De ce point de vue, la tentative d’essentialisation par l’AfD d’une « identité » est-allemande irréductible à celle de l’Ouest n’est que l’expression extrême d’un phénomène diffus, mais dont la réalité est incontestable : les Allemands de l’Est sont de plus en plus visibles dans le débat public, la montée de l’extrême droite ayant eu à ce niveau-là un « effet positif », selon Raj Kollmorgen : « Celui de braquer les projecteurs sur une partie du pays à laquelle on s’intéressait moins et que l’on regardait de façon souvent assez caricaturale. »
Double héritage de la guerre froide et de la réunification
Cette évolution est très nette chez Angela Merkel. Pendant très longtemps, la chancelière allemande a scrupuleusement évité de se présenter comme une Ossi, au risque de passer pour indifférente au sort de ses concitoyens d’ex-RDA, ce dont l’AfD a, une fois de plus, parfaitement su jouer en l’accusant de « trahison ». Un tournant a eu lieu en début d’année, quand Mme Merkel a accordé un grand entretien à l’hebdomadaire Die Zeit, se faisant interroger pour l’occasion par Jana Hensel, journaliste et écrivaine née en RDA en 1976 et considérée comme porte-voix de cette génération d’Allemands de l’Est marqués par l’héritage de la réunification.
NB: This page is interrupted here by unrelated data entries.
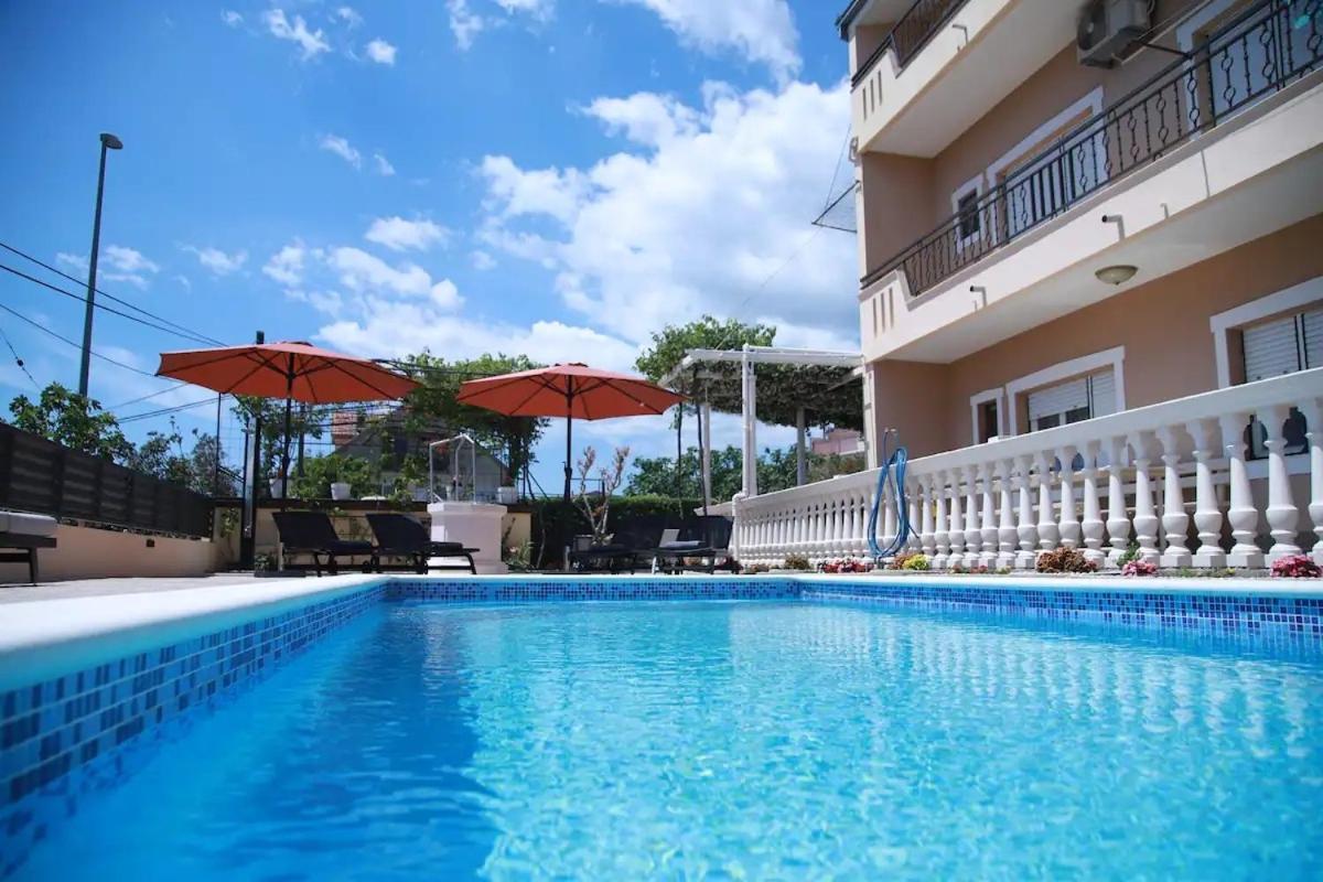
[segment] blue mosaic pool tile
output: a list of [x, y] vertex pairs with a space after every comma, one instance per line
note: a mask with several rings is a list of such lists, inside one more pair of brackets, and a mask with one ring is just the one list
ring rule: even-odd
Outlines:
[[786, 600], [799, 596], [789, 579], [713, 577], [704, 579], [409, 579], [386, 586], [388, 600], [451, 603], [548, 603], [582, 600]]
[[[257, 682], [381, 602], [378, 584], [0, 696], [0, 875], [12, 874], [79, 793], [112, 787], [189, 710]], [[135, 751], [140, 754], [135, 756]]]
[[1316, 596], [971, 586], [927, 579], [839, 586], [814, 582], [803, 584], [800, 596], [1323, 644], [1323, 599]]

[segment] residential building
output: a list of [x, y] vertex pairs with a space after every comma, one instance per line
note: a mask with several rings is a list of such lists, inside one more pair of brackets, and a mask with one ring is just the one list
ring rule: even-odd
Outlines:
[[[837, 26], [868, 448], [909, 451], [909, 546], [1323, 557], [1323, 0], [855, 0]], [[742, 557], [861, 553], [865, 480], [744, 501]]]

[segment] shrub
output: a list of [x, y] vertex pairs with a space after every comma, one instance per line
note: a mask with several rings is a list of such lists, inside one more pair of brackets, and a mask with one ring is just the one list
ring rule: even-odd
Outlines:
[[1121, 557], [1117, 558], [1117, 566], [1123, 567], [1131, 561], [1138, 561], [1138, 559], [1139, 559], [1139, 542], [1131, 541], [1130, 545], [1126, 547], [1126, 550], [1121, 553]]
[[868, 573], [873, 569], [873, 565], [856, 558], [837, 558], [835, 561], [823, 561], [818, 565], [818, 569], [822, 573]]
[[1130, 561], [1121, 567], [1121, 575], [1158, 575], [1158, 565], [1148, 561]]
[[1316, 579], [1323, 577], [1323, 569], [1306, 554], [1293, 554], [1273, 563], [1273, 575], [1283, 579]]
[[787, 554], [785, 562], [781, 565], [783, 570], [811, 570], [808, 565], [808, 558], [803, 554]]
[[1039, 555], [1039, 573], [1093, 573], [1098, 567], [1078, 549], [1057, 549]]
[[927, 559], [926, 554], [910, 554], [905, 563], [901, 565], [902, 570], [909, 570], [912, 573], [923, 573], [931, 567], [931, 562]]

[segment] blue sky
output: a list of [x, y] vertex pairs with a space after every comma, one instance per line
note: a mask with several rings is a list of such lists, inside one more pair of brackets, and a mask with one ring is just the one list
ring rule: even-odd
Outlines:
[[[370, 357], [427, 346], [628, 369], [651, 331], [712, 312], [771, 321], [790, 345], [857, 348], [853, 238], [808, 225], [848, 124], [836, 12], [3, 3], [0, 241], [85, 275], [97, 135], [111, 131], [126, 148], [110, 156], [99, 287], [226, 342], [263, 329]], [[837, 189], [848, 164], [839, 173]], [[77, 290], [13, 254], [0, 263]], [[0, 276], [0, 303], [81, 337], [79, 303]], [[0, 329], [38, 383], [77, 383], [75, 349], [8, 313]], [[147, 373], [191, 345], [97, 319], [94, 348]], [[32, 391], [0, 354], [0, 395]], [[202, 398], [102, 360], [93, 394], [123, 417]], [[176, 418], [205, 427], [214, 410]], [[663, 422], [577, 438], [659, 454], [673, 448]], [[736, 440], [733, 419], [714, 430]]]

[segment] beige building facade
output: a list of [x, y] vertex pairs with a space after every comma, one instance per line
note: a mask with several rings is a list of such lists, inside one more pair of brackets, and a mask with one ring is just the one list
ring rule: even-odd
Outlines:
[[[909, 546], [1323, 558], [1323, 3], [855, 0], [836, 24], [867, 447], [913, 458]], [[745, 501], [744, 557], [863, 551], [867, 481]]]

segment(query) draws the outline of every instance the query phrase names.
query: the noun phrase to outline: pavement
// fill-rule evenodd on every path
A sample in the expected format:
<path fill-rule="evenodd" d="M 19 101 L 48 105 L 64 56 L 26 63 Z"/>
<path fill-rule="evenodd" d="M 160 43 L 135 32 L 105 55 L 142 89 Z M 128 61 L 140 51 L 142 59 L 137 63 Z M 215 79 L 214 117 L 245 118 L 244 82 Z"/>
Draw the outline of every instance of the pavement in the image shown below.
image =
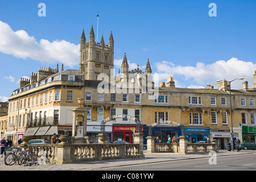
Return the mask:
<path fill-rule="evenodd" d="M 10 151 L 7 151 L 7 153 Z M 230 156 L 235 155 L 246 155 L 254 154 L 256 151 L 241 150 L 240 152 L 236 151 L 228 151 L 227 150 L 220 150 L 217 152 L 217 157 Z M 104 170 L 108 167 L 120 167 L 146 163 L 159 163 L 178 160 L 189 160 L 199 158 L 210 158 L 212 155 L 207 154 L 179 154 L 174 153 L 147 153 L 144 151 L 144 158 L 129 159 L 122 160 L 109 160 L 94 162 L 85 162 L 75 164 L 46 164 L 32 166 L 19 166 L 15 164 L 13 166 L 5 164 L 4 157 L 0 158 L 0 171 L 93 171 Z M 107 169 L 106 169 L 107 170 Z M 143 170 L 142 169 L 142 170 Z"/>

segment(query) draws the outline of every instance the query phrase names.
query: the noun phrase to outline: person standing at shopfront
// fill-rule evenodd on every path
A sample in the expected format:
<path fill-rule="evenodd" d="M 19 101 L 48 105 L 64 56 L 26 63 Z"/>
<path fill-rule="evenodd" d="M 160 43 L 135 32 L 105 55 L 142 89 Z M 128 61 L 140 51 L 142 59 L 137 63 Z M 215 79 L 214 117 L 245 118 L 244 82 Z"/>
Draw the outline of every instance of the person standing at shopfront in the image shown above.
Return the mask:
<path fill-rule="evenodd" d="M 5 136 L 3 136 L 3 139 L 1 139 L 0 141 L 0 143 L 1 145 L 1 158 L 3 157 L 3 153 L 5 153 L 5 156 L 6 155 L 6 140 L 5 139 Z"/>
<path fill-rule="evenodd" d="M 57 140 L 58 140 L 58 139 L 57 138 L 57 137 L 56 136 L 56 133 L 54 133 L 53 135 L 52 135 L 52 137 L 51 138 L 51 143 L 55 144 L 55 143 L 56 143 Z"/>
<path fill-rule="evenodd" d="M 240 140 L 238 139 L 238 138 L 237 138 L 236 140 L 234 141 L 236 145 L 237 146 L 237 151 L 239 152 L 240 151 Z"/>

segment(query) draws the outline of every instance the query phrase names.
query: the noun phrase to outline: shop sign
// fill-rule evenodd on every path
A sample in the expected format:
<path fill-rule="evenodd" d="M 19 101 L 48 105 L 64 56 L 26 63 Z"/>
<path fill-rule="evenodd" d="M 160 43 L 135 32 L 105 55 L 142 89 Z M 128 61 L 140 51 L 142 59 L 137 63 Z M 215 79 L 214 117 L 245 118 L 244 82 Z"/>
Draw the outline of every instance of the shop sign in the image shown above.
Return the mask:
<path fill-rule="evenodd" d="M 25 133 L 26 130 L 17 131 L 18 135 L 23 135 Z"/>
<path fill-rule="evenodd" d="M 126 130 L 126 131 L 132 131 L 133 130 L 135 130 L 136 127 L 122 127 L 122 126 L 115 126 L 114 127 L 114 130 Z"/>
<path fill-rule="evenodd" d="M 248 133 L 256 133 L 256 127 L 248 126 Z"/>
<path fill-rule="evenodd" d="M 127 118 L 128 119 L 133 121 L 135 121 L 138 120 L 138 119 L 137 118 L 132 117 L 131 115 L 126 115 L 126 114 L 117 114 L 117 115 L 111 115 L 110 117 L 103 119 L 103 121 L 106 122 L 112 119 L 120 118 Z"/>
<path fill-rule="evenodd" d="M 209 129 L 200 129 L 200 128 L 185 129 L 185 132 L 209 132 Z"/>
<path fill-rule="evenodd" d="M 151 125 L 151 126 L 153 127 L 158 125 L 161 125 L 161 124 L 172 124 L 174 125 L 176 125 L 178 126 L 180 126 L 180 123 L 178 123 L 176 121 L 158 121 L 158 122 L 156 122 L 154 124 L 152 124 Z"/>

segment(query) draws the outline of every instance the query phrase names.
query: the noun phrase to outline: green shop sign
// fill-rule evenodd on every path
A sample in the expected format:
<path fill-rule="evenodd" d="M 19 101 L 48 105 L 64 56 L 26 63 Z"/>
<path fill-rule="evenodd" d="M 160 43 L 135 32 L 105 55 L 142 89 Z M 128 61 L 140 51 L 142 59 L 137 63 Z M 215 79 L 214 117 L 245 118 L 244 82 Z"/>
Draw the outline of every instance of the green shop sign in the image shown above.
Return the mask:
<path fill-rule="evenodd" d="M 243 133 L 256 133 L 256 126 L 243 126 Z"/>

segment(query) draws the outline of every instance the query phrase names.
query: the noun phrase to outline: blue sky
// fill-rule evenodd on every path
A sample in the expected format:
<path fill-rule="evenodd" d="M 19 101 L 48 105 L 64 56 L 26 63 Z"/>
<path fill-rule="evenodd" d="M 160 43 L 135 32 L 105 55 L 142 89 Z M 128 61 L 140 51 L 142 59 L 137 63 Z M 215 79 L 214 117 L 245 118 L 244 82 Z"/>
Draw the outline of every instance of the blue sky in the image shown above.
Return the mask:
<path fill-rule="evenodd" d="M 42 2 L 46 17 L 38 14 Z M 210 3 L 217 16 L 209 16 Z M 96 35 L 97 14 L 98 42 L 103 35 L 107 43 L 113 31 L 116 69 L 126 52 L 131 69 L 144 71 L 149 58 L 160 81 L 174 76 L 177 87 L 217 88 L 217 80 L 243 77 L 252 88 L 255 9 L 249 0 L 1 1 L 0 101 L 39 67 L 78 69 L 82 29 L 87 40 L 92 24 Z"/>

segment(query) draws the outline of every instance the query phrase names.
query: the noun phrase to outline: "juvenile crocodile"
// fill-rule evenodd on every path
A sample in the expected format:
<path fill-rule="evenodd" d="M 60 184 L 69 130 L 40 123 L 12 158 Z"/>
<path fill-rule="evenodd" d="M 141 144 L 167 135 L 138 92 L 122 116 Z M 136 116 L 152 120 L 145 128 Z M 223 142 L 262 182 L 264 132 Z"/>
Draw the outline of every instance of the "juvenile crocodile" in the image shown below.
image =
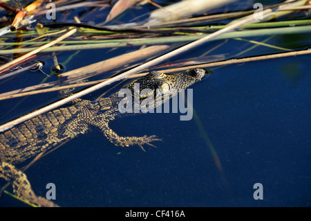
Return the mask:
<path fill-rule="evenodd" d="M 200 69 L 189 69 L 173 75 L 153 71 L 122 88 L 130 91 L 129 97 L 120 97 L 119 93 L 116 92 L 97 101 L 77 99 L 70 107 L 39 115 L 1 133 L 0 177 L 12 183 L 15 193 L 19 197 L 41 206 L 57 206 L 44 197 L 37 196 L 25 173 L 15 165 L 86 133 L 91 126 L 99 127 L 105 136 L 117 146 L 138 145 L 144 150 L 142 145 L 144 144 L 153 145 L 151 142 L 160 141 L 154 135 L 120 136 L 109 128 L 109 121 L 125 115 L 134 114 L 120 113 L 118 107 L 120 101 L 124 101 L 124 99 L 125 101 L 139 100 L 138 104 L 131 103 L 131 109 L 133 112 L 135 108 L 140 108 L 142 100 L 152 96 L 154 96 L 154 107 L 156 107 L 176 96 L 179 89 L 186 89 L 200 80 L 205 73 Z M 138 85 L 135 83 L 139 83 L 140 92 L 144 89 L 149 89 L 149 92 L 144 95 L 140 93 L 140 97 L 135 98 L 135 85 Z M 162 98 L 161 103 L 156 103 L 159 100 L 158 98 Z"/>

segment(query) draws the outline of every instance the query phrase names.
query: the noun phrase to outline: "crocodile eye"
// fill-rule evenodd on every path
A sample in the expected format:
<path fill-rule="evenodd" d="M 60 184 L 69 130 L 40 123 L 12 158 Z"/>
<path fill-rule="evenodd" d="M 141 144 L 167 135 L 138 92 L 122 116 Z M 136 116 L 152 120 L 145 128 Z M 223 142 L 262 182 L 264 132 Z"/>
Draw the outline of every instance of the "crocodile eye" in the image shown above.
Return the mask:
<path fill-rule="evenodd" d="M 171 91 L 171 85 L 167 82 L 162 84 L 160 88 L 163 94 L 167 94 Z"/>

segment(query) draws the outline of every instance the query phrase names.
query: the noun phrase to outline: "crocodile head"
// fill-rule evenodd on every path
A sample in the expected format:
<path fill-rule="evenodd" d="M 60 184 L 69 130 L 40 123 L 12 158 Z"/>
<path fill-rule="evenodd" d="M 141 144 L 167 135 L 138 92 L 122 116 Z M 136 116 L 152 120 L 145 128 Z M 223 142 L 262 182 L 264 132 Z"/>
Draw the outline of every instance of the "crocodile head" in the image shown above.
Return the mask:
<path fill-rule="evenodd" d="M 177 95 L 181 89 L 187 89 L 200 80 L 205 74 L 205 71 L 202 69 L 187 69 L 170 75 L 151 71 L 144 77 L 129 82 L 119 91 L 119 93 L 126 94 L 120 103 L 123 105 L 130 102 L 132 104 L 131 111 L 142 110 L 142 104 L 146 103 L 148 103 L 148 107 L 153 103 L 150 108 L 156 107 Z M 118 97 L 124 96 L 119 94 Z"/>

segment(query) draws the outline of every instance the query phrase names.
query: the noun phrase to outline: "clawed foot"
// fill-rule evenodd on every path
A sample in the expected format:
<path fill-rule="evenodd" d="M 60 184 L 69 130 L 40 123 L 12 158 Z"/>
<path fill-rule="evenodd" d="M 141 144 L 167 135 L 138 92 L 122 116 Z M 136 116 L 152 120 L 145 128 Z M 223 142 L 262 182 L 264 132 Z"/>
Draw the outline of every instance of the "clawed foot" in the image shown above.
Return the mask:
<path fill-rule="evenodd" d="M 144 135 L 144 136 L 138 136 L 138 136 L 121 137 L 121 139 L 117 139 L 115 143 L 115 142 L 113 143 L 116 145 L 122 147 L 129 147 L 130 145 L 138 145 L 144 152 L 146 152 L 146 150 L 144 150 L 144 148 L 142 147 L 143 145 L 147 144 L 156 148 L 156 146 L 155 146 L 153 144 L 151 144 L 151 143 L 153 141 L 162 141 L 160 139 L 156 137 L 157 136 L 156 135 L 152 135 L 149 136 Z"/>

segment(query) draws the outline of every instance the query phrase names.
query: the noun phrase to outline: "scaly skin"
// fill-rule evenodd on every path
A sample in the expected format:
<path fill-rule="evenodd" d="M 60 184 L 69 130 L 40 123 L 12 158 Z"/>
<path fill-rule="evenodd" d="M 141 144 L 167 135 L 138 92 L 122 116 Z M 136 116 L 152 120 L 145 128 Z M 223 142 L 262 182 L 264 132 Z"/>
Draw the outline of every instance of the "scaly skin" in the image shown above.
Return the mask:
<path fill-rule="evenodd" d="M 109 98 L 97 101 L 77 99 L 75 104 L 68 107 L 60 108 L 39 115 L 9 130 L 0 134 L 0 177 L 12 184 L 15 193 L 40 206 L 57 206 L 55 204 L 41 197 L 37 197 L 31 188 L 26 175 L 15 167 L 30 158 L 34 158 L 80 134 L 86 133 L 90 126 L 99 127 L 105 136 L 117 146 L 129 147 L 138 145 L 143 150 L 144 144 L 153 146 L 151 142 L 160 141 L 156 136 L 120 136 L 109 128 L 109 121 L 129 114 L 119 112 L 118 105 L 124 99 L 134 100 L 134 84 L 140 84 L 140 92 L 150 89 L 149 95 L 136 98 L 139 103 L 131 102 L 131 109 L 140 109 L 142 101 L 152 95 L 154 107 L 162 105 L 178 94 L 181 89 L 186 89 L 200 80 L 205 75 L 203 69 L 187 70 L 180 73 L 165 75 L 159 72 L 151 72 L 148 75 L 134 80 L 123 87 L 129 89 L 131 97 L 119 97 L 118 92 Z M 166 87 L 164 87 L 166 86 Z M 160 94 L 162 103 L 156 103 L 157 89 L 164 92 Z M 136 105 L 136 107 L 134 107 Z"/>

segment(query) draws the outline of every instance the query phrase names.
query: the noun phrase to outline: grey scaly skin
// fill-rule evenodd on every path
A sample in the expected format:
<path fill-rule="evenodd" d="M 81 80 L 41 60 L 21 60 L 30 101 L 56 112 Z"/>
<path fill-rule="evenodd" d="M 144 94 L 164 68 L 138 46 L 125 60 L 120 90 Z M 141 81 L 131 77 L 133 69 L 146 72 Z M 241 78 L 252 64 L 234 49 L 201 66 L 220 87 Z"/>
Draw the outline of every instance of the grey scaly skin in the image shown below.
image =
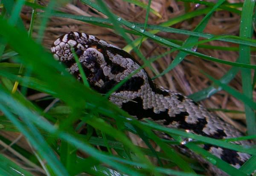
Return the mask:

Mercredi 6 novembre, à trois jours de l’anniversaire de la chute du Mur, Angela Merkel a franchi un pas supplémentaire, en se confiant cette fois au Spiegel en des termes qu’elle n’avait jamais employés. Reconnaissant que « tout est allé très vite » et que « des fautes » ont été commises après le « tournant » de 1989. Admettant que « pour les Allemands de l’Est d’une certaine génération, l’existence qui a suivi la “révolution pacifique”, bien que libre, ne fut pas pour autant facile ». Et rendant un vibrant hommage à la « bravoure des citoyens de RDA » lors de la chute du Mur, « à une époque où tout le monde en Allemagne de l’Ouest ne faisait pas preuve d’un grand courage ». Des propos qui collent incontestablement à un certain air du temps, en ce trentième anniversaire qui rappelle combien le double héritage de la guerre froide et de la réunification continue de fragmenter l’identité allemande.